Description
Describe the bug
What the bug is, and how to reproduce, better with screenshots(描述bug以及复现过程,最好有截图)
I got error [WARNING:swift] max_model_len(40960) - num_tokens(118444) < max_tokens(1024). Setting max_tokens: -77484
even if I've set max_model_len
131072 with rope_scaling
I set both rope_scaling
and max_model_len
for inference, and also added the rope_scaling
field to the original model’s config.json. At first, the model recognizes max_model_len
what I defined, but then it gets overridden, probably because it's still reading the positional embedding value from config.json
instead of using the updated rope_scaling.
Script I used:
NPROC_PER_NODE=1
CUDA_VISIBLE_DEVICES=0
swift infer
--model Qwen/Qwen3-8B
--temperature 0
--infer_backend vllm
--val_dataset /home/yekyung/git/CLIPPER/data/sampled/dev.jsonl
--use_hf 1
--rope_scaling 'yarn'
--max_length 128000
--max_model_len 131072
--max_new_tokens 1024
Error I got:
[INFO:swift] Loading the model using model_dir: /home/yekyung/.cache/huggingface/hub/models--Qwen--Qwen3-8B/snapshots/9c925d64d72725edaf899c6cb9c377fd0709d9c5
[INFO:swift] default_system: None
[INFO:swift] max_length: 128000
[INFO:swift] response_prefix: ''
[INFO:swift] agent_template: hermes
INFO 07-09 19:56:24 [config.py:841] This model supports multiple tasks: {'classify', 'reward', 'generate', 'embed'}. Defaulting to 'generate'.

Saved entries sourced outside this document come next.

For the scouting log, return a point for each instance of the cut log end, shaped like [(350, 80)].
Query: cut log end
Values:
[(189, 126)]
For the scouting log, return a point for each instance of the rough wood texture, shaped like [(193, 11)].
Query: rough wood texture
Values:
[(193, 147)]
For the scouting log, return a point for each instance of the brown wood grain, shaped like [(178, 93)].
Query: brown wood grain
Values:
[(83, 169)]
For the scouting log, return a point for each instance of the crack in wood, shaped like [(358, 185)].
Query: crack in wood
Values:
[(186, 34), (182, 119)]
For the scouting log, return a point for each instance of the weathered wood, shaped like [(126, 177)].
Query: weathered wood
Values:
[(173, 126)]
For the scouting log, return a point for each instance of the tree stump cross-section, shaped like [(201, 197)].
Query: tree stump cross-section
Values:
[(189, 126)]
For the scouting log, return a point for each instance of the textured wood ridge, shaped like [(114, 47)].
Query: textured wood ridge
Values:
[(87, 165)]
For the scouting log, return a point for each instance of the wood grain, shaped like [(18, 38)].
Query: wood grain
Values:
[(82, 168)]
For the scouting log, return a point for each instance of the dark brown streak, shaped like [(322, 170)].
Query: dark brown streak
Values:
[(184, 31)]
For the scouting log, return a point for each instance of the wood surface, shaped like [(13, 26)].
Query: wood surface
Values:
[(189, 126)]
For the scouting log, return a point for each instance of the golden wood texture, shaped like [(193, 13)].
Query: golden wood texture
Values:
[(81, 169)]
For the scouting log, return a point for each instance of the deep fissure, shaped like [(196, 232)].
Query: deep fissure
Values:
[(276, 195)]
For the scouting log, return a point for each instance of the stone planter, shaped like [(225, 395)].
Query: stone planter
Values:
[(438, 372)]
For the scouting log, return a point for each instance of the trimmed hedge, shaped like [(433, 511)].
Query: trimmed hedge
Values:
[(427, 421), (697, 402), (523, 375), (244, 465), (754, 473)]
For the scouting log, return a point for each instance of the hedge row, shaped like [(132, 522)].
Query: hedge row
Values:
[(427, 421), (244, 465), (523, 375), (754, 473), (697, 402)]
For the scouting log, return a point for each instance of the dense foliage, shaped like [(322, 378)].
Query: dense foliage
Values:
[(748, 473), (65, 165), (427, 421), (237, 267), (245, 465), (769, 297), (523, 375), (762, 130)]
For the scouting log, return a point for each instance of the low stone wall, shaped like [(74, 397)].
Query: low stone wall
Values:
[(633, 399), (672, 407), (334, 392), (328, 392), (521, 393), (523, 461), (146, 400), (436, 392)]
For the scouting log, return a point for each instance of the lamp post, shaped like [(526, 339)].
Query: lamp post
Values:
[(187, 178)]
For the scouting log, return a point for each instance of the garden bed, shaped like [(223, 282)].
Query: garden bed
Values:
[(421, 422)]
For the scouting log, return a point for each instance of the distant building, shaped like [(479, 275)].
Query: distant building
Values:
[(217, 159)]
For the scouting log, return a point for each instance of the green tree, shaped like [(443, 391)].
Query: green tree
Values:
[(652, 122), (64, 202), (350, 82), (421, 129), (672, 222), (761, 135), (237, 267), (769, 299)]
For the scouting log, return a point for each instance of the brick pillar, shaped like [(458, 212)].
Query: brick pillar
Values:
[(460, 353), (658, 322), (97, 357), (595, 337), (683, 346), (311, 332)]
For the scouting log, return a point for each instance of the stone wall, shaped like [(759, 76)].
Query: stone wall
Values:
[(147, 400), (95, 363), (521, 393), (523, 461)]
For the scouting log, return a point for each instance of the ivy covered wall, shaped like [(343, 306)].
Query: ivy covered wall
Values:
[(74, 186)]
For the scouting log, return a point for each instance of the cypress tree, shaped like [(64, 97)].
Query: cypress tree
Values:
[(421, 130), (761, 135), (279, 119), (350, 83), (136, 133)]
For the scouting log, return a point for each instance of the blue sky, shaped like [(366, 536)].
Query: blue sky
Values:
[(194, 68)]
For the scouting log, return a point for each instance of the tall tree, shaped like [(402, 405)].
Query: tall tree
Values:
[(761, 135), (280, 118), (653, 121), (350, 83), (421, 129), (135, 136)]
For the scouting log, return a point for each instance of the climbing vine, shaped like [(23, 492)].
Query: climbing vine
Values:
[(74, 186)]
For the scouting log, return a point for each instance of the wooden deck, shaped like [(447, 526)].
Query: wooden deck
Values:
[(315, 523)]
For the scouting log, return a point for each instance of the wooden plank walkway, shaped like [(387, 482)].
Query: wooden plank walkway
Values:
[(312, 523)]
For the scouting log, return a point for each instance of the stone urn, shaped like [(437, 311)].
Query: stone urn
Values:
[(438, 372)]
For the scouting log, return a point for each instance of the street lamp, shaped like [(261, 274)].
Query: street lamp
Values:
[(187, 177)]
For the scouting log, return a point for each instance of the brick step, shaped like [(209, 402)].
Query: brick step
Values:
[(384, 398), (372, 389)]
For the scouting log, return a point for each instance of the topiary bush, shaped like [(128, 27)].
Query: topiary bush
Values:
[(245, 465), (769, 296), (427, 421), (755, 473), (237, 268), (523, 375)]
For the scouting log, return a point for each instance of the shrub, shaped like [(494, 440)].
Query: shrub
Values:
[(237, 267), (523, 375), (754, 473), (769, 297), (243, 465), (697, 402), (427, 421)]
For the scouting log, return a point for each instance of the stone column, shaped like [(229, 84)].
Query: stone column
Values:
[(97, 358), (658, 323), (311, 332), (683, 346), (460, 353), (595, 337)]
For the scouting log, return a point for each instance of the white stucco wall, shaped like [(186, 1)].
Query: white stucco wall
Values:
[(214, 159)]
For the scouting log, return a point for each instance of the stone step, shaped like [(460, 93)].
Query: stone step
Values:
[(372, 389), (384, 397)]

INFO 07-09 19:56:24 [config.py:1472] Using max model len 131072
INFO 07-09 19:56:24 [config.py:1988] Disabling V1 multiprocessing for external launcher.
INFO 07-09 19:56:24 [config.py:2285] Chunked prefill is enabled with max_num_batched_tokens=2048.
...... loading the model ......
[INFO:swift] swift.version: 3.6.0.dev0
[INFO:swift] request_config: RequestConfig(max_tokens=1024, temperature=0.0, top_k=None, top_p=None, repetition_penalty=None, num_beams=1, stop=[], seed=None, stream=False, logprobs=False, top_logprobs=None, n=1, best_of=None, presence_penalty=0.0, frequency_penalty=0.0, length_penalty=1.0)
[rank0]:[W709 19:57:05.788547688 ProcessGroupNCCL.cpp:4718] [PG ID 0 PG GUID 0 Rank 0] using GPU 0 as device used by this process is currently unknown. This can potentially cause a hang if this rank to GPU mapping is incorrect. You can pecify device_id in init_process_group() to force use of a particular device.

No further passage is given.